If there’s one thing COVID-19 gave me a lot of, beyond feeling sick, it was a ton of time laying on my bed pondering my life. Through all that pondering, I realized I’ve been trying to fill a void within me in several unhealthy ways for a few years now and came to the conclusion that I needed to stop those behaviors immediately.
All this started several years ago when I felt God went on radio silence with me. The last time I can officially say I really felt God communicating with me was during the Christmas holidays of 2018 heading into 2019 when my partner and I were visiting my sister’s family. I had a pretty profound God experience during that period of time. But, by the spring of 2019, my pain levels had grown pretty significant and that silence from God felt deafening. But, instead of sitting through that emptiness, I began trying to fill it in temporary ways.
At first, I found myself saying sexual innuendos here and there merely as a way to joke around. But eventually, it led to me flirting with others as well. I initially told myself it was ok because it wasn’t breaking my sober line in my sex and love addiction recovery program. By the fall of 2019 though, I also started inviting a number of new people into my life I found attractive.
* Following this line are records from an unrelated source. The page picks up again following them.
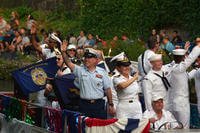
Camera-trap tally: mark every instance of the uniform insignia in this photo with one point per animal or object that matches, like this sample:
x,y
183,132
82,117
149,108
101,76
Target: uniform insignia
x,y
166,73
99,76
98,84
39,76
117,76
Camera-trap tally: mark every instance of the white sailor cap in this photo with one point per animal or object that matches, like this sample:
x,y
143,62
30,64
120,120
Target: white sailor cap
x,y
156,98
90,52
54,37
155,57
71,46
179,52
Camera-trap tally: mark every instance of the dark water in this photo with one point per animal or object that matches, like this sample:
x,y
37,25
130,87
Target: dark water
x,y
6,85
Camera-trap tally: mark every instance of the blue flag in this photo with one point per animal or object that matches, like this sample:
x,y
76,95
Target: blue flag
x,y
66,91
32,78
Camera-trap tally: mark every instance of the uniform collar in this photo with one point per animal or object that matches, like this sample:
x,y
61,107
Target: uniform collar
x,y
89,70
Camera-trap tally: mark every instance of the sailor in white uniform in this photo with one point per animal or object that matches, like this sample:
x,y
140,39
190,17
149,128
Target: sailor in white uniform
x,y
155,82
195,74
127,91
159,116
179,84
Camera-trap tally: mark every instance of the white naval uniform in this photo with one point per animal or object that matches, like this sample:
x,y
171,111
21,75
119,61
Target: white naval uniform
x,y
147,65
195,73
41,99
179,88
128,105
153,86
166,117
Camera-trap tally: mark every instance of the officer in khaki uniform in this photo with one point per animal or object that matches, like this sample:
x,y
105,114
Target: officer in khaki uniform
x,y
127,91
93,81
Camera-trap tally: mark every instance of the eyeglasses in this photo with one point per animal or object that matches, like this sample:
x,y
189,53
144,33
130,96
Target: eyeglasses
x,y
72,50
58,59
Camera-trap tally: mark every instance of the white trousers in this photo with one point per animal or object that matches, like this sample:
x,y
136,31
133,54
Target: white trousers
x,y
127,109
183,116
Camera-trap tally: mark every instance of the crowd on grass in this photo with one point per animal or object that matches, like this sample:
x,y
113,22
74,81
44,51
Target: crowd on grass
x,y
163,87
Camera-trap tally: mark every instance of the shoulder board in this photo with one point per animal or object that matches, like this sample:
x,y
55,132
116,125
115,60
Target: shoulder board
x,y
116,76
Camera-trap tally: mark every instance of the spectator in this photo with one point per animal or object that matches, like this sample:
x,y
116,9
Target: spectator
x,y
48,50
26,44
101,41
154,35
14,21
90,42
144,65
8,35
71,52
2,24
72,39
176,40
81,39
162,35
167,45
30,21
16,42
114,41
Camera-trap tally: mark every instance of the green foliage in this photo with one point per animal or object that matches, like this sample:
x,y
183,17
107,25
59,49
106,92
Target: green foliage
x,y
138,17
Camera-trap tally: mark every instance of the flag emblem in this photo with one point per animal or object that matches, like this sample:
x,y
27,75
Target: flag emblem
x,y
38,76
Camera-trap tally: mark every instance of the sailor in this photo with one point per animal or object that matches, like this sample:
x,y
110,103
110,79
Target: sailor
x,y
49,93
93,82
179,84
127,91
155,82
195,74
159,116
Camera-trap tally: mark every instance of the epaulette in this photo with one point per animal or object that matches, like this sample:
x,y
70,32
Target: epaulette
x,y
116,76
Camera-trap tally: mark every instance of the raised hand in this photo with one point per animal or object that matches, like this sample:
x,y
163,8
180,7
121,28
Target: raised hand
x,y
187,45
64,45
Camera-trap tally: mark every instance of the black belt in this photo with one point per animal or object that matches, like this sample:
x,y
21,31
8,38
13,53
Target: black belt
x,y
92,101
130,101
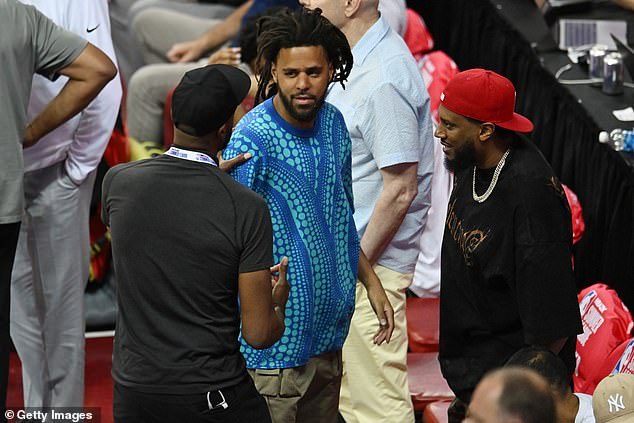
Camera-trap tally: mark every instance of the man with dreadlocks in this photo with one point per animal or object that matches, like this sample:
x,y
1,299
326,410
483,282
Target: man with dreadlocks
x,y
301,166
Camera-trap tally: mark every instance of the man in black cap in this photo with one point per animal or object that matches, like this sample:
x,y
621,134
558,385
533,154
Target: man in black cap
x,y
187,242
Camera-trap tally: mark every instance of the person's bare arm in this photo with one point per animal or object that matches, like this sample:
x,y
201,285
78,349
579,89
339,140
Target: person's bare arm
x,y
262,303
378,300
87,74
214,37
400,187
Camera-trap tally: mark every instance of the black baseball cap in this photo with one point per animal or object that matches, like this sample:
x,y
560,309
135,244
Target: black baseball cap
x,y
207,97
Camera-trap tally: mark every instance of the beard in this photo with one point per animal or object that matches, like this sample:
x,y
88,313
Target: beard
x,y
464,157
304,114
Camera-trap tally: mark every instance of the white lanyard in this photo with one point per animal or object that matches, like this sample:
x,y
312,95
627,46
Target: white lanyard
x,y
193,156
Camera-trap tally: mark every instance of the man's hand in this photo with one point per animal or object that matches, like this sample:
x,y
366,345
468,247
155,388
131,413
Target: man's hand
x,y
185,52
279,285
384,313
227,165
226,56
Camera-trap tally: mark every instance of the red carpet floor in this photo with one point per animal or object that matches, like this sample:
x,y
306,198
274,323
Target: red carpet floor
x,y
98,381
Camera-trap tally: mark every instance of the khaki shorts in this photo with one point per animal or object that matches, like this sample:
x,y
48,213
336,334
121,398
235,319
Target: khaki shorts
x,y
304,394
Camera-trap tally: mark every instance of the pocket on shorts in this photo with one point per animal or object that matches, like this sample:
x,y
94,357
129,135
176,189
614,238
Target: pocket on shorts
x,y
289,386
267,381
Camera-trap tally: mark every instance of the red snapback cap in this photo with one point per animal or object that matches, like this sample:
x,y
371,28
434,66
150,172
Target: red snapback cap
x,y
486,96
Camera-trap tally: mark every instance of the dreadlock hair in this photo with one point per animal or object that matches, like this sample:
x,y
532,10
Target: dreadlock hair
x,y
249,34
299,28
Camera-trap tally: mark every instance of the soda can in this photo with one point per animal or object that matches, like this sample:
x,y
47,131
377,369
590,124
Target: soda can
x,y
595,60
613,73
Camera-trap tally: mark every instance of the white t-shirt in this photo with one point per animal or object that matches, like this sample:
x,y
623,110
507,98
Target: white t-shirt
x,y
585,414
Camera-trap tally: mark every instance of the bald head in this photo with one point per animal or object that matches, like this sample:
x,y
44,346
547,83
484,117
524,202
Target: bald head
x,y
353,17
512,395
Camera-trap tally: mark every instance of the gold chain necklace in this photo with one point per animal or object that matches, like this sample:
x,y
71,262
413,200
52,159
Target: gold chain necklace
x,y
482,198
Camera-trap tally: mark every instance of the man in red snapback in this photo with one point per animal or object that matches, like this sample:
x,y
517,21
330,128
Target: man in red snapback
x,y
506,279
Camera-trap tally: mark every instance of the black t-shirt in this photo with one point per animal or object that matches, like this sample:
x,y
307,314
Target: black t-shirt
x,y
507,278
181,232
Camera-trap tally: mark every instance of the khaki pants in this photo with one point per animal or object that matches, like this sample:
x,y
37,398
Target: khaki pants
x,y
374,386
304,394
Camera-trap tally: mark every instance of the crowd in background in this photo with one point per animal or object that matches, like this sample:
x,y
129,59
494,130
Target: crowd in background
x,y
323,162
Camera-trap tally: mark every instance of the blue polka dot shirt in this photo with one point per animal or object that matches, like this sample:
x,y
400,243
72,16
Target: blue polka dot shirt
x,y
304,175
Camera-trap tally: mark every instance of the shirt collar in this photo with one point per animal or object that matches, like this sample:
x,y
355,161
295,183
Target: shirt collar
x,y
370,40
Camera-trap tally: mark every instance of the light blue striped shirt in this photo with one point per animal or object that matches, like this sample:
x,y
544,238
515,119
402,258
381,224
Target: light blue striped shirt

All of this is what’s referred to as slippery-slope behaviors in the 12 Step Sex and Love Addiction program. By the time the pandemic arrived, flirtation and saying sexual innuendos had become a regular thing for me and I had several new friends that seemed grounded more in mutual physical attraction than in a spiritual connection. At that point, I was also consuming caffeinated beverages on a regular basis, which wasn’t a good thing because the euphoria from it often led me to only doing more of these slippery slope-type behaviors. When I eventually came down with COVID, it really forced me to see all this from a different set of eyes. I realized that the majority of 2019 and 2020 was spent trying to fill a void in my heart, a God-sized void. I’m actually pretty thankful I saw this because I think in time continuing to do all those slippery-slope behaviors would have led to me actually breaking my sober line.
Regardless, there are some pretty significant changes I’ve begun to make now because of all this. Changes that include me no longer spending time with those who were mainly interested in me due to physical attraction, me taking time apart from others for awhile whom I found attractive to focus that energy more at home upon my partner, me ending the use of sexual innuendos with everyone, me no longer flirting with anyone but my partner, and me returning to the consumption of decaffeinated beverages only.
While this may seem like trivial changes to some, for me they are huge because I’ve most definitely relied upon them far too much for ease and comfort over the past few years. I see now I need to sit in this void rather than try to fill it with things that can’t ever fill it other than temporarily. I’ve often wondered if maybe this is one of the reasons why I haven’t felt the presence of God in a long time because I’ve been so busy trying to fill that void with the things I was. I’ve also wondered if the emotional distance I feel with my partner is due to the same behaviors. This is why I need to get right with myself, which means ending all these slippery-slope behaviors immediately.
In all my moments of COVID sickness, I clearly felt convicted over this and while my physical healing from COVID and all my other health issues may be out of my control, what comes out of my mouth, who I hang out with, and what I consume is all within my control. As I take action on this renewed path and pray for the strength to see it fully through, I know it will allow that emptiness to finally be filled with the only thing I want it to be filled with, that being more of God.